Assessing Mitochrondrial Function: the Organic Acid Test

Mitochondria are the last stop for extracting energy from food and oxygen. There are a multitude of reasons mitochondria may fail to perform efficiently, ranging from nutrient deficiencies to genetic mutations. Reactive oxygen species, from endogenous and exogenous sources, can be a significant challenge to mitochondrial function.¹ The electron transport chain is one of the main producers of reactive oxygen species.² Lab tests, combined with a thorough history and exam, are important in helping understand how mitochondrial function might be compromised and how to best direct potential treatment plans.

Organic Acid Test

One option for assessing mitochondrial function is an organic acid test. This evaluates the metabolites from digestion, assimilation, metabolism, and the production of ATP. The preferred specimen is a urine collection; these metabolites are more easily extracted from urine than plasma.¹ If one or more pathways is not functioning properly, the organic acids will "overflow” into the urine.³ A report may include 30-40 metabolites, including those from detoxification processes and gut flora.

Select Organic Acids and Related Metabolites

The organic acids ethylmalonate, adipate, and suberate are reflective of beta-oxidation. L-carnitine is necessary for carrying long-chain fatty acids across the mitochondrial membrane.⁴ If L-carnitine levels are inadequate, beta-oxidation might alternately take place in peroxisomes, creating elevated levels of adipate and suberate. Ethylmalonate, a breakdown product of butyrate, is also dependent on L-carnitine. Elevated succinate, fumarate, and malate may indicate inefficient energy production as they are part of mitochondrial oxidation.3 Markers that are indicative of carbohydrate metabolism are pyruvate, lactate, and beta-hydroxybutyrate. Metabolites of the citric acid cycle, some of which are mentioned previously, can also indicate variations in energy production.

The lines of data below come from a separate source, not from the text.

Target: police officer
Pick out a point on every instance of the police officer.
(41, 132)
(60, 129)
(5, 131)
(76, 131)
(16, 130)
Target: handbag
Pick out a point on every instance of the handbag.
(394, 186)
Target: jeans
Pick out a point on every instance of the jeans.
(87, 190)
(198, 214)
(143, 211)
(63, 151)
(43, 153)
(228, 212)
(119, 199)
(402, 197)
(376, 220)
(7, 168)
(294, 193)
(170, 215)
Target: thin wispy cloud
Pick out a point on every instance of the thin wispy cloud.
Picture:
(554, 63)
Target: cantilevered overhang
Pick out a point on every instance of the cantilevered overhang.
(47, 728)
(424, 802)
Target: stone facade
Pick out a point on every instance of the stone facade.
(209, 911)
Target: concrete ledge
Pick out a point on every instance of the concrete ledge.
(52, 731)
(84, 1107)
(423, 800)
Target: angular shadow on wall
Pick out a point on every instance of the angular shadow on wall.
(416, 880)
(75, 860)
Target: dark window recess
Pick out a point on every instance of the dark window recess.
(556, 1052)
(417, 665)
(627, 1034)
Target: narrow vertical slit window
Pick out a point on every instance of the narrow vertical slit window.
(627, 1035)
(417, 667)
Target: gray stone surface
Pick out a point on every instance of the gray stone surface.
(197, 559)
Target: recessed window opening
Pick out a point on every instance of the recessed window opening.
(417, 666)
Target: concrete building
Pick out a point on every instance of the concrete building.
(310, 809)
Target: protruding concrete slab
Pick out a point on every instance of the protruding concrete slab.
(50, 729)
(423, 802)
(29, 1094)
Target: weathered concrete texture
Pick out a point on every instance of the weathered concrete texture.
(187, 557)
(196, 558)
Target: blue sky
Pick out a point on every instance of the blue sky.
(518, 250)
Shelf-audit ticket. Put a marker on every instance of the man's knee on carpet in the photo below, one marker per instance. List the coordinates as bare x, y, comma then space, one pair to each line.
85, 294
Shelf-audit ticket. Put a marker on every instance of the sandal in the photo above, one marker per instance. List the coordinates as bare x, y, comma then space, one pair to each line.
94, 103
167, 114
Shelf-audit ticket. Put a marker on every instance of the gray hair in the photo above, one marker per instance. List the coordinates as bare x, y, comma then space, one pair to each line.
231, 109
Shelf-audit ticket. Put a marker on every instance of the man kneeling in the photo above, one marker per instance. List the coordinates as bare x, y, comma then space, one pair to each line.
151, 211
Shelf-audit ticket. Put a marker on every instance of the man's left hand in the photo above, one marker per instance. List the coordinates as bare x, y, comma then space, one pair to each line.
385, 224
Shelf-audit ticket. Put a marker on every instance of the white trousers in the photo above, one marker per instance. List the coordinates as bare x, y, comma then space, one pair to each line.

CoQ10, another important component in proper mitochondrial function, is mostly lipoprotein bound making plasma measurement challenging. CoQ10 levels can be more easily quantified in leukocytes and platelets and may more accurately reflect tissue concentrations.¹ If lactate levels are high, and not in combination with elevated pyruvate, this may reflect deficient CoQ10 levels. It may also be useful to correlate CoQ10 levels with hydroxymethylglutarate (HMG), a cholesterol precursor. When HMG levels are high, cells may not be able to make adequate CoQ10 to meet tissue demands. Lactate, succinate, fumarate, and malate levels are also indicators of efficient energy production through CoQ10 utilization.³

If mitochondria are not functioning properly or efficiently, cells may not be able to make adequate ATP to meet energy demands. Lab testing can provide clues to where inefficiencies or problems lie within metabolism. It is important to remember these tests are not diagnostic, but they can help guide treatment options and evaluate progress. Correlating digestive function is also an important part of interpreting mitochondrial function information.

REFERENCES

1. Haas RH et al. Molecular Genetics and Metabolism. 2008;94(1):16-37. doi:10.1016/j.ymgme.2007.11.018.
2. Alfadda AA et al. Journal of Biomedicine and Biotechnology. 2012;2012:1-14. doi:10.1155/2012/936486.
3. Grisanti R et al. http://www.functionalmedicine.net/pdf/insider's guide_37.pdf. Published 2008. Accessed June 5, 2016.
4. Sowell J et al. Journal of Chromatographic Science. 2011;49(6):463-468. doi:10.1093/chrsci/49.6.463.